Ils sont là devant moi, nombreux, agités, agressifs. Ils se tortillent sur leur chaise, se murmurent des choses à l'oreille, puis ricanent ostensiblement en regardant dans ma direction.
Je sors de mon cartable un paquet de copies, le premier de l'année. Le brouhaha diminue d'un cran. J'ai les mains moites, la voix mal assurée.
Une année entière en perspective. Comment vais-je faire ? Je n'avais encore jamais vu ça, leurs écritures heurtées, les lettres malhabiles, les lignes de guingois. Les phrases bancales, suées avec une peine visible sur leurs copies chiffonnées. Les mots jetés dans le désordre. Non, jusqu'ici, je n'avais encore pas vu ça. Au moment de les affronter, un découragement sans borne m'envahit.
Je vais devoir endurer leur fureur et leur déception à la vue des notes - forcément mauvaises.
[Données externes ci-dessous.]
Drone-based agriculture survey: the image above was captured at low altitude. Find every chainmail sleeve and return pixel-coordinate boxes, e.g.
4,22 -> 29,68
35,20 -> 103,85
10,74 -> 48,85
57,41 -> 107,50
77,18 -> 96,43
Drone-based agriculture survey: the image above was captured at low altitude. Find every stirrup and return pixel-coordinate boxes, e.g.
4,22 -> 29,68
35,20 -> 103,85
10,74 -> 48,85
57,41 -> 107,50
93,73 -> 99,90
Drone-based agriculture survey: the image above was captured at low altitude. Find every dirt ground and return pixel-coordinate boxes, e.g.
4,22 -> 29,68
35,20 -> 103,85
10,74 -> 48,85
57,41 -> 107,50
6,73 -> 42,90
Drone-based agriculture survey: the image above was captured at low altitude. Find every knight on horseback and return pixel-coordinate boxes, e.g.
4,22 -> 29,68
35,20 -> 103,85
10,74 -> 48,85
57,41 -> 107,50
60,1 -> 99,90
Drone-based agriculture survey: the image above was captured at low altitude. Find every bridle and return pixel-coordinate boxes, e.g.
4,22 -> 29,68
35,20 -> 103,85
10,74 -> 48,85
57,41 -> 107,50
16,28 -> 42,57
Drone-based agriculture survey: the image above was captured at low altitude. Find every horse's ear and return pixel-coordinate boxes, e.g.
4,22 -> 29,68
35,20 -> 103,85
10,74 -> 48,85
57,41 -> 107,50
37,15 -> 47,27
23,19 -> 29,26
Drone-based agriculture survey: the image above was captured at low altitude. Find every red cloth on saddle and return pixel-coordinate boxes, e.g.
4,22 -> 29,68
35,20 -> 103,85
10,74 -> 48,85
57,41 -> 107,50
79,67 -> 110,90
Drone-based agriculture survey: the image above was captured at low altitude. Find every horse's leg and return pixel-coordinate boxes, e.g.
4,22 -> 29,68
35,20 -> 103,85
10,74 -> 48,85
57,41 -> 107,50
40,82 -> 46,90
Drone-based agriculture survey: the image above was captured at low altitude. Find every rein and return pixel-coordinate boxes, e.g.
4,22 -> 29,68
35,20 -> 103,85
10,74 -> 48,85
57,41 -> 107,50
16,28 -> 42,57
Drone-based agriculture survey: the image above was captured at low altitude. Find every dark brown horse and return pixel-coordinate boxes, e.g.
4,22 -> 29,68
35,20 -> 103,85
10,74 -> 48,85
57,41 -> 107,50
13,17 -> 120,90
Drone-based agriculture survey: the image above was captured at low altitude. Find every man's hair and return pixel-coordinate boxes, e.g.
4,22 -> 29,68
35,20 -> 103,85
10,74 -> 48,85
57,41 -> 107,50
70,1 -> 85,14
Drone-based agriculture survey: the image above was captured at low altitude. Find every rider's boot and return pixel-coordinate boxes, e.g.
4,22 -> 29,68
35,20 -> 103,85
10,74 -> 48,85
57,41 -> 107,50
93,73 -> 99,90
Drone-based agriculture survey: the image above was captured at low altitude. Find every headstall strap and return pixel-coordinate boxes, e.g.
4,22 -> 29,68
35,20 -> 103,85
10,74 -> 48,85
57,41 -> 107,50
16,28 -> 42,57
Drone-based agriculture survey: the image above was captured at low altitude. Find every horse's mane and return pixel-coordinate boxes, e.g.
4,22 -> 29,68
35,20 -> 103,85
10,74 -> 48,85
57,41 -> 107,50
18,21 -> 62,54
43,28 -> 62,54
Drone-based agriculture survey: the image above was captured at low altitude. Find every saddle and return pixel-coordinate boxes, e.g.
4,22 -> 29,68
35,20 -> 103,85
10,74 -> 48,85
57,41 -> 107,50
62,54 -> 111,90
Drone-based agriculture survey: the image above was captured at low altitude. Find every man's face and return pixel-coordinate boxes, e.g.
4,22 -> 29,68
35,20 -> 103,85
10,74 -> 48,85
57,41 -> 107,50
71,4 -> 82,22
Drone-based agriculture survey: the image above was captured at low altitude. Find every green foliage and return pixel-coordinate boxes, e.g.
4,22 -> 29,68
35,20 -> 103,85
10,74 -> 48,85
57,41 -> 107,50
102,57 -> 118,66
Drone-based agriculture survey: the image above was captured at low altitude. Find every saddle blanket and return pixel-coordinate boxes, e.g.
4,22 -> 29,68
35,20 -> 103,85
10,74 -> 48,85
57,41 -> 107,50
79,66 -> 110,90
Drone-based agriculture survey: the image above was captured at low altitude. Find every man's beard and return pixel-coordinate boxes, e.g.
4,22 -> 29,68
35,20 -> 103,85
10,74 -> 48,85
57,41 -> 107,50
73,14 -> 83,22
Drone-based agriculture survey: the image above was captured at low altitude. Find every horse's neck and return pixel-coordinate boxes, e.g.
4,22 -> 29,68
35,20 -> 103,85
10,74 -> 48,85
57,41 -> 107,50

Je vais subir leurs sarcasmes, leur bruit, leur insolence, leur mauvaise volonté au quotidien toute une année. Où trouver le courage pour cela ?
Je commence, parce qu'il le faut bien. Une heure de cours à traverser, autant dire un océan. Voilà, dis-je, la voix mal assurée. Devoir difficile. Sujet pas toujours bien compris. Expression maladroite.
Un garçon assis au premier rang, au crâne rasé et au regard scrutateur m'apostrophe.
Vous êtes déçue, madame, c'est ça, hein ? Ben dites-le. On vous a déçue ?
Silence dans la classe.
Le temps qui passe goutte à goutte. Le regard intense rivé sur moi.
Mais au contraire, dis-je avec conviction. Pour un début, c'est pas mal du tout.